Brown adipose tissue (BAT) generates heat through non-shivering thermogenesis, primarily when activated by cold exposure. The presence of BAT, identified by 18F-fluorodeoxyglucose (18F-FDG) positron emission tomography with computed tomography (PET/CT) at room temperature, is associated with improved insulin sensitivity and wider cardiometabolic health. However, the mechanisms mediating this beneficial effect are unclear and may be due to crosstalk between BAT and other organs. We hypothesised that adults with and without detectable BAT would display different organ-level ¹⁸F-FDG-uptake patterns, reflecting differences in systemic metabolism. Thirty total-body static ¹⁸F-FDG PET/CT scans were analysed from 15 BAT-positive (64.2 ± 13.9 years; 25.0 ± 5.4 kg/m²) and 15 BAT-negative (64.2 ± 14.4 years; 26.4 ± 5.1 kg/m²) age, BMI, and sex-matched patients. BAT was identified manually using BARCIST criteria, and >140 tissues were segmented per scan using the Multi-Organ Objective Segmentation Engine (MOOSE) tool. Bone marrow adipose tissue, red marrow and bone were segmented using Hounsfield Unit thresholds. Standardised uptake values (SUVs) were extracted from PET data and used to compare groups, followed by exploration through principal component analysis (PCA) and correlation-based networks in Graphia.

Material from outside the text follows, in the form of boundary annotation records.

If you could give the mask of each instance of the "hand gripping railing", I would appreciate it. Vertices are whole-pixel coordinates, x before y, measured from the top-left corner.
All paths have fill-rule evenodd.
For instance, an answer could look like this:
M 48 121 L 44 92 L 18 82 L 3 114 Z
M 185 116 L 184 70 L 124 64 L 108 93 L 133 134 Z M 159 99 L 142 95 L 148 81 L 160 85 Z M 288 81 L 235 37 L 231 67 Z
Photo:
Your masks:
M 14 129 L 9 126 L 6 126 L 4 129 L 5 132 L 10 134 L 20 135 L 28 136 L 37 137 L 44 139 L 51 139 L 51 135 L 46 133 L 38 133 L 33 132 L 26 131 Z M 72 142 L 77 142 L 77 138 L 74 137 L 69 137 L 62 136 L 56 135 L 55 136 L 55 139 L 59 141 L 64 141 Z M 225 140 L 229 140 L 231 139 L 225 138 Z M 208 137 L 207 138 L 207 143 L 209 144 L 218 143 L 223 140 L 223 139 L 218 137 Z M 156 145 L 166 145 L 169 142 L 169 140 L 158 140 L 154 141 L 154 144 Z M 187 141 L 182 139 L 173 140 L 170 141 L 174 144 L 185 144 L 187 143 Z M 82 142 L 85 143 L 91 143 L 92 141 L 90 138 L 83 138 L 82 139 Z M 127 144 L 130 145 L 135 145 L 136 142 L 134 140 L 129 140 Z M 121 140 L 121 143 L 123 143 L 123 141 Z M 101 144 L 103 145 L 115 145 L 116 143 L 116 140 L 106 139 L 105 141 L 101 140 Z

Organ-specific ¹⁸F-FDG SUVs in key cardiometabolic tissues such as skeletal muscle, liver, white adipose tissue, and the heart were similar between groups. PCA revealed that bone and marrow tissues primarily drove systemic variance in glucose metabolism, but BAT status did not account for variation in the principal components. Network analysis further revealed that BAT-positive participants exhibited more inter-organ correlations in glucose uptake, involving muscle, bone, and heart. In contrast, BAT-negative participants showed correlations largely confined to individual organ systems. In conclusion, while BAT presence was not associated with organ-specific differences in glucose uptake, it was linked to a more integrated metabolic network. Further studies under cold stimulation and/or dynamic imaging may better characterise BAT’s systemic influence.